See also: List of Portuguese films of the 1980s
A Ilha dos Amores, directed by Paulo Rocha, was in competition for the Palme d'Or at the 1982 Cannes Film Festival. Other accolades from this period include, in 1985 Manoel de Oliveira winning an Honorary Golden Lion at the Venice Film Festival; O Bobo, directed by José Álvaro Morais, winning the Golden Leopard at the 1987 Locarno International Film Festival; The Cannibals, directed by de Oliveira, in competition for the Palme d'Or at the 1988 Cannes Film Festival; and in 1989 Recordações da Casa Amarela, directed by João César Monteiro, winning the Silver Lion at the 46th Venice International Film Festival.
See also: List of Portuguese films of the 1990s
In 1994 Maria de Medeiros won the Volpi Cup for Best Actress at the 51st Venice International Film Festival for her work in Três Irmãos, directed by Teresa Villaverde.

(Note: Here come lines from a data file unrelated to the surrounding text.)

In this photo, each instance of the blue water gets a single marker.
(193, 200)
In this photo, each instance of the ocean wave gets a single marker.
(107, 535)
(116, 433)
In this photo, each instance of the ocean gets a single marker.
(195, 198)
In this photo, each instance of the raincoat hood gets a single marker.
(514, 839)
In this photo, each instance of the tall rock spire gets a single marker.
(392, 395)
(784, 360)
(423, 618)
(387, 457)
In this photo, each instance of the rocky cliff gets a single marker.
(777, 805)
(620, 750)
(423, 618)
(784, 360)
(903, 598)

The Convent, directed by Manoel de Oliveira, was in competition for the Palme d'Or at the 1995 Cannes Film Festival. Po di Sangui, directed by Flora Gomes, was in competition for the Palme d'Or at the 1996 Cannes Film Festival. In 1997 Genealogies of a Crime, directed by Raúl Ruiz, was in competition for the Golden Bear at the 47th Berlin International Film Festival. The Letter, directed by Manoel de Oliveira, was in competition for the Palme d'Or and it won the Jury Prize at the 1999 Cannes Film Festival. Time Regained, directed by Raúl Ruiz, was also in competition for the Palme d'Or.
See also: List of Portuguese films of the 2000s
Notable accolades of this decade were I'm Going Home, directed by Manoel de Oliveira, in competition for the Palme d'Or at the 2001 Cannes Film Festival; The Uncertainty Principle, also directed by de Oliveira, was in competition for the same award the following year. In 2004 de Oliveira won an Honorary Golden Lion at the Venice Film Festival.
In 2005, thirteen Portuguese feature films released, one an animation co-produced with Spain, Midsummer Dream. The most successful film of the year was O Crime do Padre Amaro, with more than 300,000 viewers and grossing more than 1.3 million euros. The following year, 22 feature films were released, five of them documentaries. The most successful film that year was Filme da Treta, with more than 270,000 viewers, grossing more than 1 million euros. In 2006 there were 19 feature films produced. In 2007, 15, in 2008, 21 and in 2009, 23. Colossal Youth, directed by Pedro Costa, was in competition for the Palme d'Or at the 2006 Cannes Film Festival. Three years later, Arena, directed by João Salaviza, won the Short Film Palme d'Or at the 2009 Cannes Film Festival.
The first Portuguese animated feature film, João Sete Sete, premiered in 2006 on Cinanima.
See also: List of Portuguese films of the 2010s
In 2010 Portugal produced 22 feature films. The next year, it produced 19, with the most commercially successful being Blood of My Blood by João Canijo with 20,953 views and a gross of €97,800. The share of native cinema at the Portuguese box office was 0.7%.
On the artistic side, one of the most successful films was Joaquim Sapinho's This Side of Resurrection, which premiered at the Visions programme at the Toronto International Film Festival with a US premiere at the Harvard Film Archive in Boston.
At the 62nd Berlin International Film Festival, in 2012, Tabu, directed by Miguel Gomes, was in competition for the Golden Bear and Rafa, directed by João Salaviza, won the Golden Bear for Best Short Film. The Lines of Wellington was in competition for the Golden Lion at the 69th Venice International Film Festival. As of 11 November 2012, the highest grossing Portuguese film of the year was Balas & Bolinhos - O Último Capítulo with a €1.243 million gross, followed by Morangos com Açúcar – O Filme with €1,208 million.